Joyce (better than anybody else before) experiments with the way of writing that was doomed to be rejected by the main stream of his times.

Body and flash were both to be banned, to be left outside the room of literature and the novel. 

It was  revolutionary way to hint at a man-woman relationship which involved mind, body, emotions and instinct all together.

James Joyce's interest in the female nature is continually suggested in the exploitation of metaphor of the flower to refer to Molly. The intelligent reader, unfortunately not all readers, perfectly understands the flower is the symbol of femininity in all of its dimensions. It is not a case that immediately after resorting to the metaphor of the flower, Joyce starts relying on the affirmation Yes which will work as the most interesting leitmotiv in the text one that will add coherence to a disgorged syntax.

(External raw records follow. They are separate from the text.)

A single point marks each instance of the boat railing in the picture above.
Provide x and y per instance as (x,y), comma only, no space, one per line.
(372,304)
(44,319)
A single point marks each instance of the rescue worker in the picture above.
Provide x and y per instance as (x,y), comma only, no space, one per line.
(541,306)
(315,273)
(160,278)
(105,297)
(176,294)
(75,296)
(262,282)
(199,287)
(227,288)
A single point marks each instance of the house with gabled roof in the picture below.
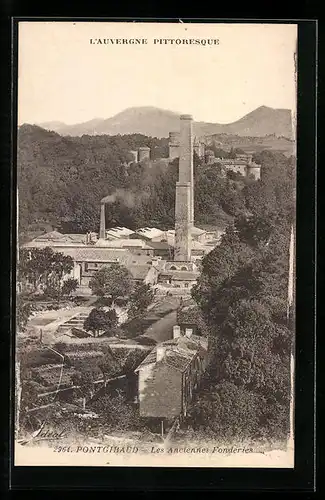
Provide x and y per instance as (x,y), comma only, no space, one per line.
(169,376)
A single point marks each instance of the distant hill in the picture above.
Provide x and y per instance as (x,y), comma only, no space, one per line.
(156,122)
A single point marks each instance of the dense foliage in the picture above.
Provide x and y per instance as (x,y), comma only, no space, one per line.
(140,299)
(100,320)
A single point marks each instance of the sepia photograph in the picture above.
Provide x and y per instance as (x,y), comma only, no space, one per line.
(156,228)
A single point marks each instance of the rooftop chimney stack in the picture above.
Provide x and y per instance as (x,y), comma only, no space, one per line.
(102,229)
(161,351)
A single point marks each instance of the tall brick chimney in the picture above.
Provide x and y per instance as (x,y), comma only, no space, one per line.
(184,205)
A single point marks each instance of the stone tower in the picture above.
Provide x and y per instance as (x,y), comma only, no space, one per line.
(184,205)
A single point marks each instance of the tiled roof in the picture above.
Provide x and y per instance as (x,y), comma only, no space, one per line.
(150,232)
(159,245)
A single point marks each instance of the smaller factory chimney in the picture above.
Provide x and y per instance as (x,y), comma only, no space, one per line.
(102,228)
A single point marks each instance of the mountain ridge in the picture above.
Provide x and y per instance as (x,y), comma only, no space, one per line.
(156,122)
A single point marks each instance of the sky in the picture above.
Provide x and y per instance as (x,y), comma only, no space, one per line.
(63,77)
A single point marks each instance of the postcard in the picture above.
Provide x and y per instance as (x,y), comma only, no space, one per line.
(156,174)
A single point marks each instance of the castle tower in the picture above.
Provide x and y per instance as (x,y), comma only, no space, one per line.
(184,205)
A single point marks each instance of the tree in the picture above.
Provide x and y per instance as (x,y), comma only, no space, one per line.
(114,281)
(23,312)
(100,320)
(141,297)
(43,267)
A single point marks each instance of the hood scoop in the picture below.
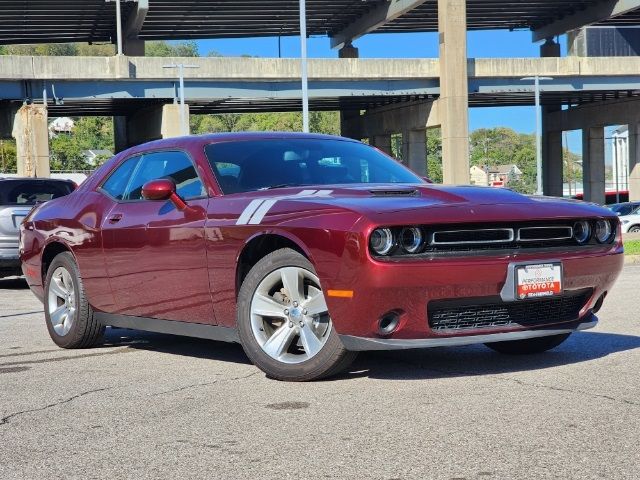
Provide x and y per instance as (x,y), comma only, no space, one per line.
(394,192)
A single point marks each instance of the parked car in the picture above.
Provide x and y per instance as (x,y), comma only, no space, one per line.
(17,197)
(629,213)
(630,223)
(306,249)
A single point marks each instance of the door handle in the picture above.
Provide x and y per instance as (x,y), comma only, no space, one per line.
(115,218)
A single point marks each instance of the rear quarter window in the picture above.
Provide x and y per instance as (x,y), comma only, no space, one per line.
(30,192)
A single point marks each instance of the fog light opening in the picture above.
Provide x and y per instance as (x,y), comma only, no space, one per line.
(388,323)
(599,302)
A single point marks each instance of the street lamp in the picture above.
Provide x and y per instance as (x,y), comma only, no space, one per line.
(536,82)
(184,127)
(303,62)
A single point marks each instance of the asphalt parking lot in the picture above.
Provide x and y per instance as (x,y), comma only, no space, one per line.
(154,406)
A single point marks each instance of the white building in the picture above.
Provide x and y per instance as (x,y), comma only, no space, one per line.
(61,125)
(620,158)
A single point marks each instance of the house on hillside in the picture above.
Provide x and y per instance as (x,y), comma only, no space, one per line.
(495,176)
(96,157)
(61,125)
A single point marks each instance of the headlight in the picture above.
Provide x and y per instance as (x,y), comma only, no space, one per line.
(603,231)
(381,241)
(582,231)
(411,239)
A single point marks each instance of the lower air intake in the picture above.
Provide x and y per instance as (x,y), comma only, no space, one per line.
(492,312)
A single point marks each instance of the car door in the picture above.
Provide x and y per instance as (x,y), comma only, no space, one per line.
(154,253)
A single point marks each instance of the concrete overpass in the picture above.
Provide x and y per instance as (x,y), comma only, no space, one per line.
(454,81)
(399,96)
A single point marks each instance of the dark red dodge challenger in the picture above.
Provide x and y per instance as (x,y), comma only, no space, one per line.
(307,249)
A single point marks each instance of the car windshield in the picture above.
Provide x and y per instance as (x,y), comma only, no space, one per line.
(623,208)
(30,192)
(249,165)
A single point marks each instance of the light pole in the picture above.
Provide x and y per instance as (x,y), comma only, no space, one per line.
(536,83)
(303,62)
(119,27)
(184,127)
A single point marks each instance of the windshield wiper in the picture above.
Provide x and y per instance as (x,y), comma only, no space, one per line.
(282,185)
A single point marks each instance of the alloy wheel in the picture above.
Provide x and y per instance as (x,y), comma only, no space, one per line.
(61,301)
(289,315)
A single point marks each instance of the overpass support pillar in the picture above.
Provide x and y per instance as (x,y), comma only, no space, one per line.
(552,157)
(593,169)
(30,129)
(147,124)
(382,142)
(7,116)
(552,164)
(349,118)
(414,154)
(634,161)
(454,90)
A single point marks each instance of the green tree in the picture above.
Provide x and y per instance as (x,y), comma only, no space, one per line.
(171,49)
(66,154)
(434,155)
(503,146)
(51,49)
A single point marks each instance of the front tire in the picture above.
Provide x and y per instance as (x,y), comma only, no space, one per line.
(528,346)
(283,321)
(70,319)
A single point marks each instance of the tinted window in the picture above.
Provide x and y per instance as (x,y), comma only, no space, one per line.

Yes represents the acceptance of humanity, devoid of the previous attitude of heroism of the traditional classical characters of the Odyssey the one that provided Joyce with the scaffolding for his Summa Anthropologica.

The men kind of the contemporary world, is weak and can not show the stoic behaviour you can see in the classical figure of Ulysses. Joyce's adds to the dimensions of a contemporary anti-hero an idea of women that it probably enjoy sharing with the snubbed-knows people of the main stream to make fun of them. You can see it in Molly's words "so we are flowers all a woman body". The injure like figure of the classical and traditional Victorian novel is totally rejected here: in terms of plot and in terms of language. As postmodernism has thought us we create ourselves in language. And characters are linguistic products. Molly completely adheres to such an image of woman: of the female nature when she recognises "yes that was why I liked him". Immediately afterwards follows the image of the sun that seems to be born to heat the female nature. Indeed, in literature, the sun is generally used as a symbol of the male nature and that is why Joyce says "the sun shines for you today". Molly perfectly knows if and why she liked Leopold. Molly Bloom declares  that the reason why she liked Leopold because he understood "what a woman is". In addition, she perfectly understood how to get from him what she really wanted ."To have from him all the pleasure I could" was Molly's intent on that moment.

She gives herself away clearly when she confesses "leading him on". The expression "he asked me to say yes" clearly shows what makes women interesting for men. That is why "yes" marks and works as a cohesive leitmotiv.

Last but not least the ultimate word of an interaction since Molly also confesses how she played with Leopold's hunger for reality: when Joyce writes "and I would not answer first". It is really interesting to consider Molly's thoughts just before she is going to say yes "I was thinking of so many things he didn't know of Mulvey and Mr Stanhope and Hester and father and old captain Groves and the sailors playing all birds fly and I say stoop and washing up dishes they called it on the pier and the sentry in front of the governors house". The passage under scrutiny does not leave any room for the naive reader to hope that Molly might ever be the faithful wife of Homer's Odyssey.

The exotic atmosphere in Gibraltar in Molly's memories, is recreated through Joyce's adoption of the language of sense impressions: smell (perfume, flowers); touch (long kiss, my arms, drew down, feel my breasts, hard being like mind); sight (see and style, glorious sunsets, trees, pink and blue and yellow houses); hearing (Spanish girls laughing, yes); taste (bit). The most frequent connector between sentences is and.

The rhythm of the last lines sound like a climax: there is a list of images of Gibraltar, followed by vivid recollections of the moment when she and Leopold made love for the first time. The repetition of yes in the last four lines culminates in the final yes which seems to sum up Molly's sensuality.